Every corporate entity is a conspiracy, in which two or more individuals get together and agree to maximize their power beyond that of the sole person. The effect of such a conspiracy is to create a power separate from the individual persons, behaves like a person, but without the individual responsibility of a person.
Most people know of at least one situation when a corporation declares bankruptcy and turns to nothing, while the individual members of the corporation receive "golden parachutes," houses, property, and other perks. And it's all legal. It seems that some corporations are created just for that purpose. Consider the big banker bonuses, too.
I don't even understand how corporate conspiracies ever began under our Constitution. Their meddling in elections is certainly skirting the edge of violating the "one person one vote" already decided by the Supreme Court in the 1960s. Georgia's County Unit System was found unconstitutional under that decision.
The hated ACLU or some other constitutional experts should now launch a test case to determine whether any corporate entity has rights under the U.S. Constitution before things get worse.
William A. Ricks
2 comments:
Have to disagree on this one.

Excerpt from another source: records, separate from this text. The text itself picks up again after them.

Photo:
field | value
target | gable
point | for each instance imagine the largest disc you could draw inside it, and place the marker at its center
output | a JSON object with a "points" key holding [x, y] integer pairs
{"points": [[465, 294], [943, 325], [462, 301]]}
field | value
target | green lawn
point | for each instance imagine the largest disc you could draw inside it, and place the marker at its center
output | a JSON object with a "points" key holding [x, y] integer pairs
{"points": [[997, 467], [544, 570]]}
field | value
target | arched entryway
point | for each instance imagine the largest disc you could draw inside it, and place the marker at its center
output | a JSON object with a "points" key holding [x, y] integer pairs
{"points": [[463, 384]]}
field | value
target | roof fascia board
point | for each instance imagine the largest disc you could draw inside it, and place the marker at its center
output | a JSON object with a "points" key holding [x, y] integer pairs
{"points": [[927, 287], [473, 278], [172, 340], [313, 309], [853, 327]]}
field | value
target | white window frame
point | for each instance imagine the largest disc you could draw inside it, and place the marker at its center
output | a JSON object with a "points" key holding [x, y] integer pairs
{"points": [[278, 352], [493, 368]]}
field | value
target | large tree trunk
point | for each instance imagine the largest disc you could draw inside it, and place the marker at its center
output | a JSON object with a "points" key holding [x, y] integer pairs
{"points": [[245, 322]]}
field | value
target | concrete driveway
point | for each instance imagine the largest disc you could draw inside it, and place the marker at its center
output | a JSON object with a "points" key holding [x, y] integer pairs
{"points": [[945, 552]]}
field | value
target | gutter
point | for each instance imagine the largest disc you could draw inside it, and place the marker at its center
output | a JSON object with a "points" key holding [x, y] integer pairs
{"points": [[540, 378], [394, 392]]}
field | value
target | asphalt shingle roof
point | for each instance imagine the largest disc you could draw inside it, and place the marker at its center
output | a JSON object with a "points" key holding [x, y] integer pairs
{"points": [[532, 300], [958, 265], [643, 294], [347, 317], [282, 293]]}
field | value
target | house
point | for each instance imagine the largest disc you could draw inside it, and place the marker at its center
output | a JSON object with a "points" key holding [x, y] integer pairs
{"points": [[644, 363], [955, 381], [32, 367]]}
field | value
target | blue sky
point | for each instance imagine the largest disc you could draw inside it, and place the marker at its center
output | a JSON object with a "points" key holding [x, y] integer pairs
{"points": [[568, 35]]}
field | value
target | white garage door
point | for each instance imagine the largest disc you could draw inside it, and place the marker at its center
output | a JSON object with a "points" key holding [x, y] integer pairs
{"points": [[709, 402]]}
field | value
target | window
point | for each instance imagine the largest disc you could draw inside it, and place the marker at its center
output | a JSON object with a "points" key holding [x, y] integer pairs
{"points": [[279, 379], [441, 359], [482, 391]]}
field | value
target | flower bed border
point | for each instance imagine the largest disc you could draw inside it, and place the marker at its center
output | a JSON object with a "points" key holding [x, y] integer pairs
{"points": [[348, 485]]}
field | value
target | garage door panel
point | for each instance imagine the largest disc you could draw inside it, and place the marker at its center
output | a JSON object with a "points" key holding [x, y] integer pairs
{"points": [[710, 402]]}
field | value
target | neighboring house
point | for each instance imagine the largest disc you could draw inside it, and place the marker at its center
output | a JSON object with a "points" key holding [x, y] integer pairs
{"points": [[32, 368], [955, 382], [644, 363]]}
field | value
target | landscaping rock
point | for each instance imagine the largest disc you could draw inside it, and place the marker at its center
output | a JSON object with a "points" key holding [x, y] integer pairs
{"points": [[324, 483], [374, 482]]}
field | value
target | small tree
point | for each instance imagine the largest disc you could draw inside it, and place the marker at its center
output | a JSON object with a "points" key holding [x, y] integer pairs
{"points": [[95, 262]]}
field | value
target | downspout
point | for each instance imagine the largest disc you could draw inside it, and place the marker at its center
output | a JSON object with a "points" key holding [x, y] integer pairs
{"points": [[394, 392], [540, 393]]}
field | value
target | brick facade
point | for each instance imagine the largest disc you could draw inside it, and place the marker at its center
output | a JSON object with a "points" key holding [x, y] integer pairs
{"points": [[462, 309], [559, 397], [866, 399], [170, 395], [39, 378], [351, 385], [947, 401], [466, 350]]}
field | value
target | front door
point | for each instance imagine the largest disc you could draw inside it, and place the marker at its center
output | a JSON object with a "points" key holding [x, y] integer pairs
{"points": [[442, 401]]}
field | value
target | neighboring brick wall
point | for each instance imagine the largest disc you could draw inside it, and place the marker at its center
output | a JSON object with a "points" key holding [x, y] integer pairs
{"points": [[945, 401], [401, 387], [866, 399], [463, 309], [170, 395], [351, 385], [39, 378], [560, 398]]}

This conspiracy of the corporation also extends to unions and any other group of persons who group together to expand their power to influence government. That can be pretty much any group. NEA, NRA, SEIU or any group. This panic is overblown. It doesn't allow companies to go around bribing elected officials.
Corporations are not individuals? When a corporation does wrong it is prosecuted as an individual. This decision is a boon for liberals and conservative groups alike. Free speech for both.
Joel,
When I use "corporate entities" I'm speaking of business corporations, clubs, unions, veteran organizations --- any group united by a piece of paper. They are collections of individuals, but the agreement that binds them is just paper, not the creation of another person. Constitution rights are for every individual citizen. The founding fathers hated business corporations and they never envisioned that the Constitution would ever assign rights to a group.
I disagree with your idea that a corporation is prosecuted as an individual. Who dies when a corporation is guilty of a capital crime?